Male-female character ratio in books 4:1, says USC research

New Delhi: Representation of male characters in books is four times more than female ones, claims a new AI(Artificial Intelligence) aided study that examined more than 3,000 English-language works published from 1800 to 1950.

Researchers at the USC Viterbi School of Engineering made use of artificial intelligence to scan books ranging from science fiction and adventure, to mystery and romance - across short stories, poetry, and novels.

The study outlined several methods for defining female prevalence in the literature. The researchers utilised named entity recognition, a prominent natural language processing method used to extract gender-specific characters.

The brain behind the research

"One of the ways we define this is through looking at how many female pronouns are in a book compared to male pronouns," said Mayank Kejriwal, a research lead at USC's Information Sciences Institute.

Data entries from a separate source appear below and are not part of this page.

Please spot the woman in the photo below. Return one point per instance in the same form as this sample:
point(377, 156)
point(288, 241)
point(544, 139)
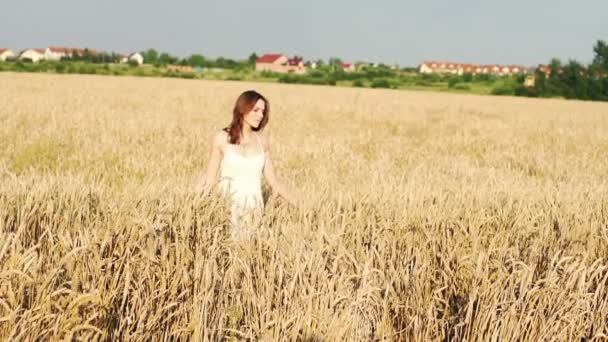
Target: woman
point(241, 155)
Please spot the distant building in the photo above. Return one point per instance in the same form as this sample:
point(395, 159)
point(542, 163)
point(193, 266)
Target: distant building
point(135, 56)
point(180, 68)
point(34, 55)
point(431, 67)
point(271, 62)
point(6, 54)
point(348, 67)
point(54, 53)
point(280, 63)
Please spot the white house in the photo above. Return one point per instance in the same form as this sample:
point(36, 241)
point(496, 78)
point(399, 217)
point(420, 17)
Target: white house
point(348, 67)
point(35, 55)
point(135, 56)
point(6, 53)
point(54, 53)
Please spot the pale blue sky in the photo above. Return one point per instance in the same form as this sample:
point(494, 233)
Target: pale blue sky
point(389, 31)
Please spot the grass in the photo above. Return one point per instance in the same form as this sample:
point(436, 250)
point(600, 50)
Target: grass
point(428, 216)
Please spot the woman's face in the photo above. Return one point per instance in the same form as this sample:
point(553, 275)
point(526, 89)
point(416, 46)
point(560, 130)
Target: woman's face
point(255, 116)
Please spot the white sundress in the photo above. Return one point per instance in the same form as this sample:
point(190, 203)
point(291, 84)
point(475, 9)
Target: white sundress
point(241, 180)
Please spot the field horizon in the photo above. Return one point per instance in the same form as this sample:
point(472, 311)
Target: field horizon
point(427, 215)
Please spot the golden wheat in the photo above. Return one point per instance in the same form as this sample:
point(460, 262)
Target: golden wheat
point(428, 216)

Another technique is to quantify how many female characters are the main characters in it.

How the research was conducted

In the study, the differences between male and female characters' prevalence were determined using three robust measures of prevalence, on a corpus of copyright-expired literary texts from the Project Gutenberg English-language corpus.

Using computationally replicable methodologies relying on modern natural language processing tools, it was found that female character prevalence is significantly lower than that of male character prevalence, although the difference declines (while still being significant) when controlling for the gender of the author.

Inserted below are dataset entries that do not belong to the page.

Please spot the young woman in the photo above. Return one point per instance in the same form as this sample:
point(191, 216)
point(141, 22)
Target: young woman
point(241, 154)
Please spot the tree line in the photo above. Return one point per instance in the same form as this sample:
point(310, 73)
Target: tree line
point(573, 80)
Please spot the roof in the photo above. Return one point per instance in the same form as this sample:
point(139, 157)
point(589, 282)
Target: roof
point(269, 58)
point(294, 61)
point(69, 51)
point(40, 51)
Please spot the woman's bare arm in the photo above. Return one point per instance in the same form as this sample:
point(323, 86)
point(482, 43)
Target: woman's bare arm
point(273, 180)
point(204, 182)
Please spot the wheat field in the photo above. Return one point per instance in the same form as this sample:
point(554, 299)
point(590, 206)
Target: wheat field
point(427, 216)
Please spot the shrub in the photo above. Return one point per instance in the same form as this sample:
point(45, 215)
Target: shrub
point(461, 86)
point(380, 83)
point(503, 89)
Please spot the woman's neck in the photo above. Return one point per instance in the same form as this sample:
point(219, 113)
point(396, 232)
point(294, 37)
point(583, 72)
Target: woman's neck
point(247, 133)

It was also found that male character ratios have not varied much over time in the sample.

Akarsh Nagaraj, a co-author of the study, noted the importance of how their methods and the study's findings imparted them a greater understanding of biases in society and their implications.

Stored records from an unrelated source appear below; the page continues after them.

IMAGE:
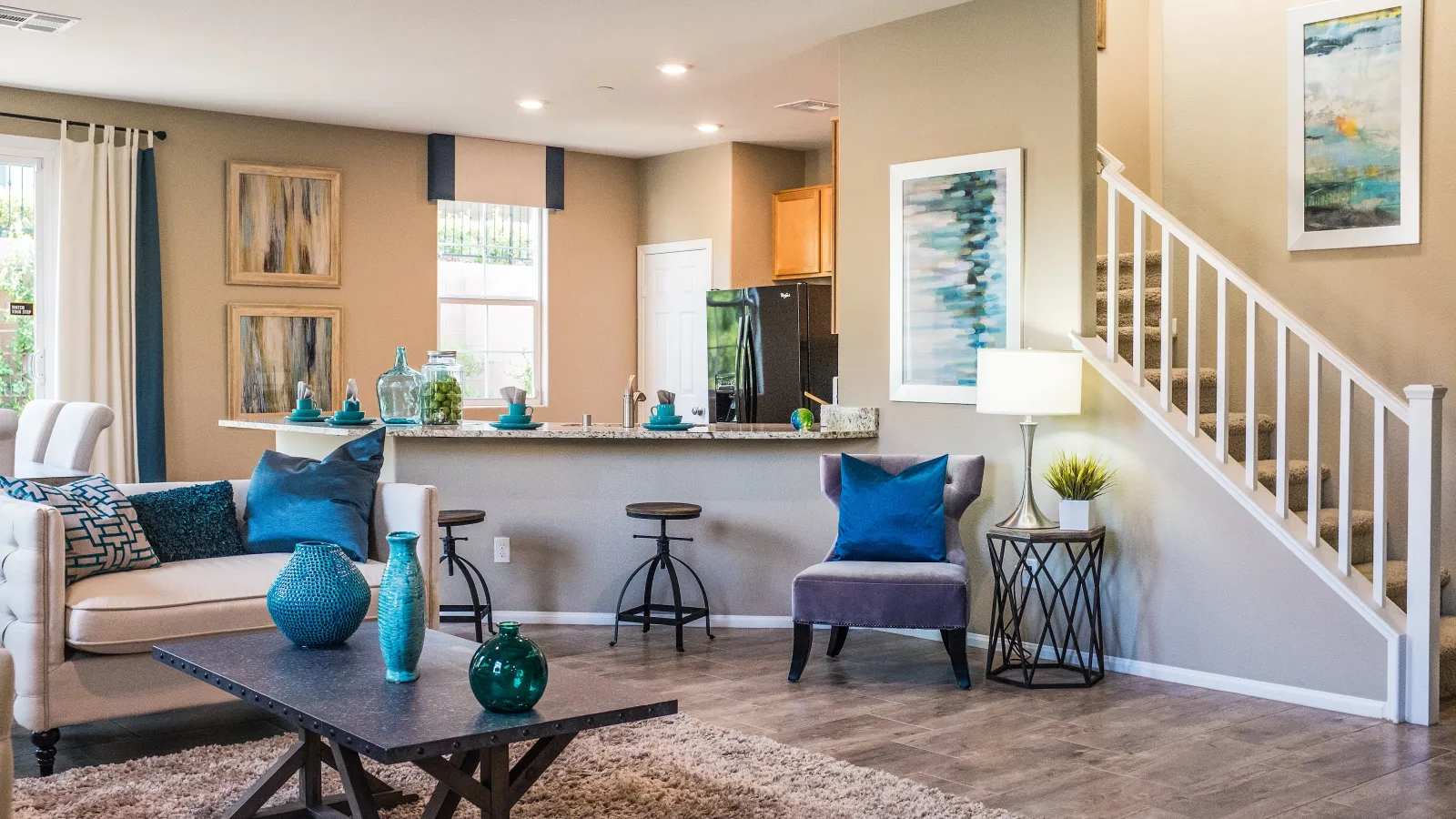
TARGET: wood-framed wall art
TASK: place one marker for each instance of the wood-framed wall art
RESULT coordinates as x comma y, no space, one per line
1354,124
283,225
957,228
273,347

There was a 4:1 ratio of male versus female main characters, the study found.

More negative terms associated with female characters, according to study

There were also more negative terms used in connection to the female characters such as 'weak' and 'stupid' compared to 'strong' and 'power' for men, according to the study.

On average, there are 32 (unique) male and eight female characters per male-authored book compared to 38 male and 21 female characters in female-authored books.

The female character prevalence did not change much over the years from 1800 to 1950, the study said.

The authors say research has continued to shed light on the extent and significance of gender disparity in social, cultural, and economic spheres, and more recently, computational tools from the natural language processing literature have been proposed for measuring such disparity using relatively extensive datasets and empirically rigorous methodologies.

They said in the study, they contribute to this line of research by studying gender disparity, at scale, in copyright-expired literary texts published in the pre-modern period (defined in this work as the period ranging from the mid-19th through the mid-20th century).

Challenges in the study

According to them, one of the challenges in using such tools is to ensure quality control, and by extension, trustworthy statistical analysis.

Another challenge is in using materials and methods that are publicly available and have been established for some time, both to ensure that they can be used and vetted in the future and also, to add confidence to the methodology itself, they added.